After its meticulous restoration, Fondazione Coppola reopens its venue at the Torrione in Vicenza, a center dedicated to contemporary art, with La Torre, a double exhibition of the German artists Neo Rauch and Rosa Loy.
Fondazione Coppola
The Torrione is a medieval monument that has inspired artists of all times and marked the landscape of the city of Vicenza in northeastern Italy for centuries. After a complex restoration process, it has today finally reopened to the public as the venue of the Coppola Foundation. It was created by Antonio Coppola (entrepreneur cited in the ‘BMW Art Guide by Independent Collectors’ among the top 250 independent global collectors) with the precise purpose of transforming a medieval monument into a space dedicated to contemporary art.
La Torre Exhibition
La Torre (The Tower), a double exhibition of the German artists Neo Rauch and Rosa Loy, is the first solo show of the artists in Italy. It is also the first exhibition of the new Fondazione Coppola, presenting a series of never before seen paintings and drawings by Neo Rauch and Rosa Loy and offering visitors an introduction to the work of two of the world’s leading figures in painting in recent decades.

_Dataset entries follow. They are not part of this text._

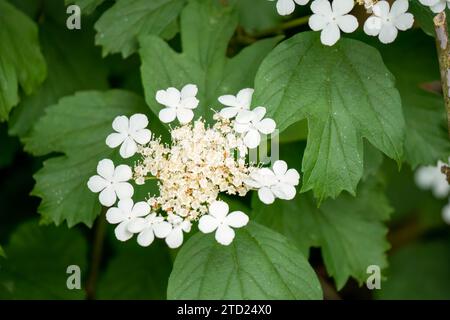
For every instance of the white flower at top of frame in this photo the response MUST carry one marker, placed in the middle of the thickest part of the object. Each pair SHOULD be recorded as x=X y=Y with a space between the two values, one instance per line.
x=125 y=213
x=175 y=238
x=235 y=104
x=220 y=221
x=111 y=182
x=149 y=227
x=286 y=7
x=179 y=104
x=331 y=19
x=385 y=21
x=431 y=177
x=128 y=133
x=251 y=124
x=277 y=183
x=437 y=6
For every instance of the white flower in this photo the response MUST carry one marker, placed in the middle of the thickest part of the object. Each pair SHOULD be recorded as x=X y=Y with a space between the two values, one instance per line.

The exhibition evokes symbolic power as well as the building itself. The works of the two artists are in dialogue across six floors to permit a close comparison between their two styles, marked by a progression upwards to the top floor, where the view of the city is a work of art itself.
Neo Rauch and Rosa Loy
The two artists are linked to the city of Leipzig, where a figurative language began developing in the early 1900s and has continued into the Third Millennium, attracting the interests of various generations of German artists.

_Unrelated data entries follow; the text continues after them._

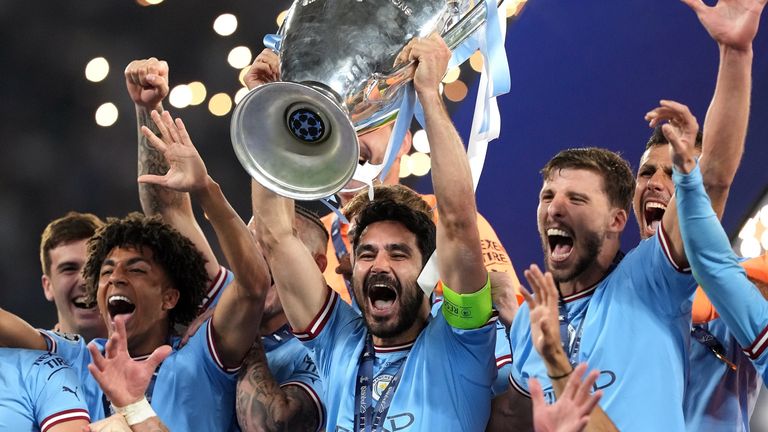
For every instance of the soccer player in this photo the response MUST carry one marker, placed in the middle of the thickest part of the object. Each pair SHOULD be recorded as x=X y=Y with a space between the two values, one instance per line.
x=722 y=386
x=388 y=368
x=40 y=393
x=125 y=382
x=281 y=387
x=62 y=257
x=141 y=268
x=742 y=304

Neo Rauch played a crucial role acting as liaison between different generations of artists and he continuously reinterpreted his figurative language through a mixture of different cultures: illustrations for East German propaganda posters, pop culture, the energetic and nervy realism of artists like Max Beckmann and Otto Dix, and the hallucinatory outlook and dramatic excitement of Renaissance masters such as Tintoretto and Rubens.

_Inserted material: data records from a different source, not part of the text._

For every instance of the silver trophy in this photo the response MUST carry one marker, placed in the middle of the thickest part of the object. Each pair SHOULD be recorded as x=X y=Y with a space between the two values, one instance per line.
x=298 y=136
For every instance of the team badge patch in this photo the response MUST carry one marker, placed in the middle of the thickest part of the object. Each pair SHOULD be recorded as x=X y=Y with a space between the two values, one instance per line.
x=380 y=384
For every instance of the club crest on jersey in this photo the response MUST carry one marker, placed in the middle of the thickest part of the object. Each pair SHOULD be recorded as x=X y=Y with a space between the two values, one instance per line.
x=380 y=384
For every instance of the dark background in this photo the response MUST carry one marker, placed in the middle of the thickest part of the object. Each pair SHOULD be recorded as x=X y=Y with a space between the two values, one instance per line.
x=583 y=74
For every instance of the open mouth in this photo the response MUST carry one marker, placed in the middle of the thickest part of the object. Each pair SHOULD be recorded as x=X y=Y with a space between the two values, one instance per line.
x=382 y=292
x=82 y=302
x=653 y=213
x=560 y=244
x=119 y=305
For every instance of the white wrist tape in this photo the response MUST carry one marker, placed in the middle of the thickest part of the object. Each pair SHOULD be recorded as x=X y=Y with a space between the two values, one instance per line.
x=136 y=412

The paintings by Neo Rauch are based on the encounter (leading to the collapse) of different motifs and narratives with figures that double and even multiply inside the same image with changes in atmosphere. The result: convulsive overlapping, contrasting episodes, continuous variations in perspective and disproportion. Neo Rauch’s paintings are like ‘force maps’, where every element is more energy than a coherent narration.
Rosa Loy’s figurative language is more dreamy and ambiguous: Her paintings often center on the double woman, the enigmatic – and often violent – relationship between the two figures moving in an intimate and familiar landscape. Neo Rauch and Rosa Loy invite the viewer to come to terms with archetypal images, rich in psychoanalytic implications, whose meaning is continually reinforced by details and elements, a dimension of illustration as is seen in the surrealist tradition.